Thanks to the Internet, you have direct access to the public, but you probably don't want that, since that's a two-way street and really time-consuming. You are surrounded by an increasingly irresponsible and click-baitish media. Your coach and organization doesn't want you to show any personality, except for when it moves merch and builds your trade value, and then it's all good, until it comes to contract time.

People from all over the country are now interested in you when they weren't historically, thanks to nerdy nitty betting (aka, fantasy sports). And just in case you've figured out how to jump through all of those hoops, there are the watchful eyes of your teammates around you, judging you, and deciding on a subconscious level if they want to follow your example and cover for you in the lean moments.

If I were an athlete, I think I'd regard the entire experience as something like performance art. I think I'd answer all questions with non sequiturs, or the same sentence over and over again, or nothing, or tell them how many questions I was going to answer before any session begins, and so on, and so on. Because the exercise is meaningless and yet meaningful, since it can have a big impact on your livelihood, and yet means nothing at all.

In a better world, we wouldn't even interview them. And at some point, given what's happening to journalism in the Internet age, maybe no one will, or maybe it will all be crowd-sourced or on Skype. Lots of ways this can go, but what isn't going to change is this...

We're going to punish anyone who tells us their honest opinion and doesn't apologize for it, assuming that opinion is in any way noteworthy.

Cary Williams is the Eagles' CB1, and has, like just about every CB1 in the NFL who isn't in active jeopardy of losing his position, he's got an expanded opinion of his abilities. This leads to bombastic quotes about his skills (he thinks he's at the same level as Patrick Patterson and Richard Sherman, which has no basis in reality of the results to date) and his opponents (he doesn't much like the Patriots). It's the latter point that inspired this.

On the Patriots, Williams said, "I give them all the credit in the world, but one fact remains: They haven't won a Super Bowl since they got caught."

This caused a bit of a firestorm, because you can't say anything about the Patriots without people noticing. And today, Williams did something amazing. He didn't take it back.

"Did I say the wrong thing? No. I stand firm on what my beliefs are, and that's just that. I didn't tell a lie. At the end of the day, that did happen. It's in the history books. As far as I'm concerned, I made a comment about it and that's that."

Now, the fun part is that the Eagles, currently having a wonderfully boring training camp (in that no one has had a serious injury, and there's no real training camp battle to see who will start at a position they won't be experienced enough to play well at once the real games start), are about to go into the annual ritual that is the shared week of practice with the Pats. This mostly exists because Chip Kelly and Bill Belichick like each other, or at least, like to measure their clubs against each other, because they are both middle-aged guys who pride themselves on innovation, and aren't shy about where they get it.

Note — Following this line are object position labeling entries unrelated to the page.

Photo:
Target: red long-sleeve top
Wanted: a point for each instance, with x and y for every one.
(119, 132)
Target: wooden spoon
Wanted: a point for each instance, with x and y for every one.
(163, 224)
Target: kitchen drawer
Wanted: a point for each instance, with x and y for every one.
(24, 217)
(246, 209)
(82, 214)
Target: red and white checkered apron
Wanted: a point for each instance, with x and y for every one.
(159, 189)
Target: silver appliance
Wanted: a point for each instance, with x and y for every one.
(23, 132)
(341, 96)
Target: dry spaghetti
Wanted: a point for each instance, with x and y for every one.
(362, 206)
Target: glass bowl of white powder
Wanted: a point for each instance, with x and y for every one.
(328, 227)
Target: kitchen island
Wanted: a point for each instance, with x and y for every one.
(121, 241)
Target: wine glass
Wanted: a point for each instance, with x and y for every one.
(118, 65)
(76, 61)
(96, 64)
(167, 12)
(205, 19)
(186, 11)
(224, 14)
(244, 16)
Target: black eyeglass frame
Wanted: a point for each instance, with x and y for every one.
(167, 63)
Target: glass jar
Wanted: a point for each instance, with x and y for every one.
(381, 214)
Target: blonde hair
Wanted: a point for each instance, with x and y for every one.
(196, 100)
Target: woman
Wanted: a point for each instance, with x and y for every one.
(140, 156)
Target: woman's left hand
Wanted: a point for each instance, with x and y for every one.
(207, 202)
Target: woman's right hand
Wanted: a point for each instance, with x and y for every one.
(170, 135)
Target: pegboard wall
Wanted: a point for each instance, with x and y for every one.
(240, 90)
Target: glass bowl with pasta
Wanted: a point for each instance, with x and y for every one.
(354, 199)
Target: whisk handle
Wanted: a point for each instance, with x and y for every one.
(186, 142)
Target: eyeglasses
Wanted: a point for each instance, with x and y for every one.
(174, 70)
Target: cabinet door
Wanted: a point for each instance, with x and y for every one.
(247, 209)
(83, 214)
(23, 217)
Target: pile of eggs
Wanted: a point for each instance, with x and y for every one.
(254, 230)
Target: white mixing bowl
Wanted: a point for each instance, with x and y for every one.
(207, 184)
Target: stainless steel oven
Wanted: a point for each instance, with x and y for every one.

So for the next week, once the Eagles are clear of the necessary distraction that is Friday night's fake game against the Bears, we'll sit back and wonder if the other shoe will drop, and someone in a Patriot uniform cheap shots Williams, or Williams feels like he's got to back up his words with deeds.

And the fan base will wish that he just be quiet, for heaven's sake, these athletes today, why say anything...

When, well, the only thing that's likely to happen is that no one will remember anything about this in a week and a half, tops.

And if you are of the opinion that Williams should just stay quiet and not say anything, two things and I'll let you be...

Point the first -- He's not wrong.

Point the second -- Don't you hate it more when athletes seem to care less about the game, and who wins or loses, than the fans?


Tracer Bullet said...

I want to see an athlete who just hands out printed cards at the start of training camp. They contain nothing but dull cliches that include some combination of "hard work," "110%," "teammates," and "greatest fans in the league." Then he can just call out numbers instead of wasting everyone's time answering dumb questions.

DMtShooter said...

Mad Libs version of this would also be fantastic.